Sarıbıçak Mustafa Hulusi

  • Safvet Senih
  • Safvet Senih
    05 Şub 2025 12:00


     

    Üstad  Bediüzzaman Hazretleri Barla Lâhikasında neşredilen uzun bir mektubun başına şu takdimi yazıyor:

     

    Eğer sesim erişse, olanca kuvvetimle bağırarak, küre-i arzdaki gençlere diyecektim: "Risaleleri ciddî okumak ve yazmak, yirmi sene medresede okumaktan fâiktir ve daha menfaatlidir." Medresede okumaktaki maksad; evvelâ kendini kurtarıp, sâniyen Ümmet-i Muhammed'i (A.S.M.) kurtarmağa çalışmak değil mi? Risaletü'n-Nur ve Mektubatü'n-Nur, yirmi senelik medrese ilmini veriyor itikadındayım.
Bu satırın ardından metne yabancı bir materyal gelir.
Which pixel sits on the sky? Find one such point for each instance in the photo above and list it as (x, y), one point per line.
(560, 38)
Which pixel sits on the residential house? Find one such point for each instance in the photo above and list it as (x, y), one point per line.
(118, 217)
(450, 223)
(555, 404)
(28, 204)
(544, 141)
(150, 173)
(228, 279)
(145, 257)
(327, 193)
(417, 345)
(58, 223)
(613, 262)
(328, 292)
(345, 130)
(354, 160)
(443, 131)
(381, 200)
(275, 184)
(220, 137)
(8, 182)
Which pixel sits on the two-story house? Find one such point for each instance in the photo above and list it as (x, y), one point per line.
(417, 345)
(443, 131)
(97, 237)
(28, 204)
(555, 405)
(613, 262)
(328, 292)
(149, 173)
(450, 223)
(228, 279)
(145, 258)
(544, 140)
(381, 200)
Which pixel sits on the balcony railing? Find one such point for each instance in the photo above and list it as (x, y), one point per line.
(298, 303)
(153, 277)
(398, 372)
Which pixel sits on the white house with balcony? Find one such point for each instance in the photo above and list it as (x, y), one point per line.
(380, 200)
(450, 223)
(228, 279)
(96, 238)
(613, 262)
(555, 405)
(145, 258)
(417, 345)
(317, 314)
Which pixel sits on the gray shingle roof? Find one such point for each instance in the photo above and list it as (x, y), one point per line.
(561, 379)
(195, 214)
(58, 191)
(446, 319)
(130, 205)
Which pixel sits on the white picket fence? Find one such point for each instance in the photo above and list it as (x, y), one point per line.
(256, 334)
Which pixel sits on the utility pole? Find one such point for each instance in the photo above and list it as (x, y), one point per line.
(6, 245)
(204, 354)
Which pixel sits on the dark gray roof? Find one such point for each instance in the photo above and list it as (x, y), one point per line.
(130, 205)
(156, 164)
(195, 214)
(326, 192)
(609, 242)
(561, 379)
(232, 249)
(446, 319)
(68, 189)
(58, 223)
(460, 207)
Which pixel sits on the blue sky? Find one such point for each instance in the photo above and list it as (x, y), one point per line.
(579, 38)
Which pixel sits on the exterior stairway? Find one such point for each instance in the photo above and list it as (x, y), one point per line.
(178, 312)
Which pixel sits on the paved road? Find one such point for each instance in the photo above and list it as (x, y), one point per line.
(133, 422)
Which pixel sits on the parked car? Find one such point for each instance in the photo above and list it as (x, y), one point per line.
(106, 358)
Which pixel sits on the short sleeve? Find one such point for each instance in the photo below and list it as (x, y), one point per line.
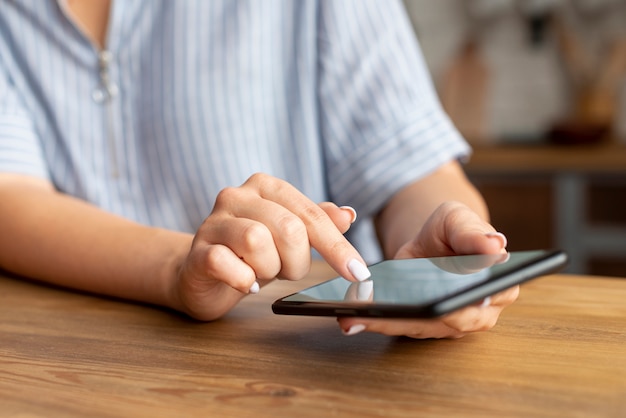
(381, 120)
(20, 148)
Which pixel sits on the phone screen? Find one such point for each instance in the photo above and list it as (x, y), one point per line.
(421, 287)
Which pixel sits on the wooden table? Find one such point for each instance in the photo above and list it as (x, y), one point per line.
(571, 170)
(559, 351)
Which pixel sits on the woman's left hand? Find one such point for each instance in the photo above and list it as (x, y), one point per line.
(453, 229)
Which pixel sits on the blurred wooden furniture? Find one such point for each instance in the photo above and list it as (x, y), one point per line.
(571, 197)
(558, 351)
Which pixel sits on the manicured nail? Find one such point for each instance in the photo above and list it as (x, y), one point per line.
(352, 212)
(359, 270)
(364, 290)
(354, 329)
(498, 235)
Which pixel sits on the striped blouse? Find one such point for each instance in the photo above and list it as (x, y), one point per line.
(191, 96)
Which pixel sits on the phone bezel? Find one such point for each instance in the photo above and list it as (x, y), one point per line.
(545, 262)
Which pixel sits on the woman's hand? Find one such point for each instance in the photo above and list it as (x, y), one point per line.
(452, 229)
(256, 232)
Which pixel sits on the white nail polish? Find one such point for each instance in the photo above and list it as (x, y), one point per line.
(364, 290)
(359, 270)
(354, 329)
(498, 235)
(350, 209)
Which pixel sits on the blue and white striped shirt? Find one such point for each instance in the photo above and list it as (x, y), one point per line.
(192, 96)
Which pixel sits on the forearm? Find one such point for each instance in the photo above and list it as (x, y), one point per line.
(408, 210)
(58, 239)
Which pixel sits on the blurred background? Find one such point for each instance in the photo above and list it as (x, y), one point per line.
(539, 89)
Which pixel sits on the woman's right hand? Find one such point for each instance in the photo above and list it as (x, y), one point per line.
(262, 230)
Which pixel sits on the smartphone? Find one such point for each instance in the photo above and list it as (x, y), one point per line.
(421, 287)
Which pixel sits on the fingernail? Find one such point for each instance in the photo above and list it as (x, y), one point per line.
(352, 212)
(354, 329)
(364, 290)
(359, 270)
(499, 235)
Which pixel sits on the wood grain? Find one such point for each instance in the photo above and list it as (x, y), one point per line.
(559, 351)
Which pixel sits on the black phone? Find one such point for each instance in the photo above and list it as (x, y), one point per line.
(422, 287)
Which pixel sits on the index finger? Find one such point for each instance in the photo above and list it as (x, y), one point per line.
(322, 232)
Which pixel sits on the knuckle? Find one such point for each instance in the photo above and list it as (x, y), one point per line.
(292, 229)
(254, 236)
(216, 255)
(226, 195)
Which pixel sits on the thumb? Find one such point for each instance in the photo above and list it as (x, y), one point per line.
(342, 216)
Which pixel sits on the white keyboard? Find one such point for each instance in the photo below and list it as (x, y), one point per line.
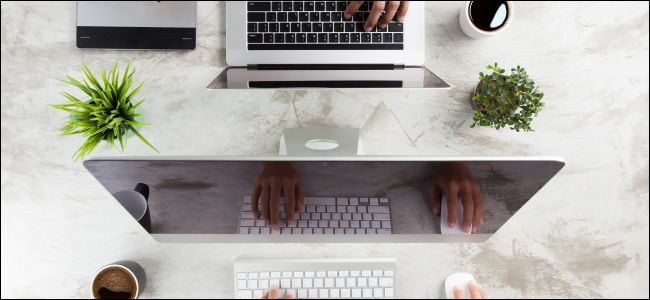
(317, 278)
(326, 215)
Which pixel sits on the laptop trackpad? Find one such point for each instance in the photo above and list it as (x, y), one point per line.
(407, 77)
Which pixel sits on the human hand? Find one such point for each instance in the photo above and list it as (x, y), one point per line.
(275, 179)
(274, 293)
(454, 179)
(474, 291)
(396, 9)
    Ve her bir risale, tek başıyla bir mürşid-i ekmeldir. Kalbi bozulmamış herhangi genç, bir risaleyi alıp dikkatle ve teslimiyetle okusa, daire-i inkıyâda geliyor, ıslâh oluyor. Herhangi bir maddiyyun bir risaleyi alıp okursa, iman etmezse de hiç bir bahane bulamıyor. Herhangi bir dinsiz okusa ve tamam mânasıyla anlasa, imana geliyor. Herhangi bir feylesof okusa, "Bundan daha yüksek akıl olamaz ve akıllar toplansa bunun fevkine çıkamaz, akıl buna yol bulamaz" diyor. Risale-i Nur, lisân-ı hâl ile Avrupa meftunu bulunan tek gözlü deccâla "Ya îman et, yahut bütün dünyanın maskarası olacaksın" diyor.

     

    Şimdi aziz ders kardeşlerim, bu fakir, bir tane mürşid-i ekmel ve kutub ararken, Cenâb-ı Hakk'ın ihsanıyla, keremiyle, lütfuyla, rahmetiyle, Üstad-ı muhteremin sa'yi ile yüz on dokuz mürşid-i ekmel ve kâmil buldum. Risaletü'n-Nur ve Mektubâtü'n-Nur, yüz on dokuz adediyle, her birisi birer mürşid-i ekmeldir ve aktabdır.

     

    Ey maddî ve manevî yaralı olan genç kardeşlerim! Ve ey mürşid-i ekmele muhtaç olan ehl-i tarikat kardeşlerim! Şeyh Abdülkadir-i Geylânî ve Şah-ı Nakşibend, İmam-ı Rabbânî, İmam-ı Gazâlî,Muhyiddin-i Arabî, Mevlânâ Hâlid (Radıyallahü anhüm) Kaddesallahü esrârehüm Hazretlerinin derece-i kemalâtları, merâtib-i îmanları risalelerde ve Mektubat'da vardır.

     

    Döneceğim bâlâdaki rü'yanın tabirine; aklım yetiştiği kadar tâbir edeceğim, Allah hayretsin:

     

    Biri büyük, biri küçük fabrikadan, büyük fabrika ise, Üstad-ı muhteremdir. Fabrikanın içerisinde bulunan acîb ve garâib-i bedi âletleri ise, bu zamana kadar hiç bir imamın söylemediği kelimeleri ve îman telkinatlarını yapan Risaletü'n-Nur eczalarıdır. O küçük fabrika ise; Risale-i Nurları kim okuyup yazarsa, o dahi küçük fabrikaya benzeyecek. İçerisindeki bedi' âletler ise, Risale-i Nurun düsturları, hakikatları ve mesâil-i îmaniyedir; okuyan ve yazan insanlar; öyle kuvvetli, sarsılmaz îmanları bulacaklardır. Fabrika hareketi ise, Risaleleri okuyup yazan adamların kemâl-i şevk ve heyecanla çalışmalarıdır. Görmüş olduğum velâyet ise; velâyet-i kübra yollarını gösteren Risale-i Nur'dur. Bu rü'yayı takviye için, bir rü'ya daha söyleyeceğim: "Menâmda, İstanbul'a yaya olarak iki defa gittim. İstanbul'a vardığımda, dükkânları hep açıktır, içinde sahipleri yoktur, dükkânların içinde -sandıklarda- büyük büyük mıhlar gördüm ve başka demir parçaları da vardı. Bunun üzerine mânevî rahmet yağarken, İstanbul'dan yaya olarak avdet ettim..."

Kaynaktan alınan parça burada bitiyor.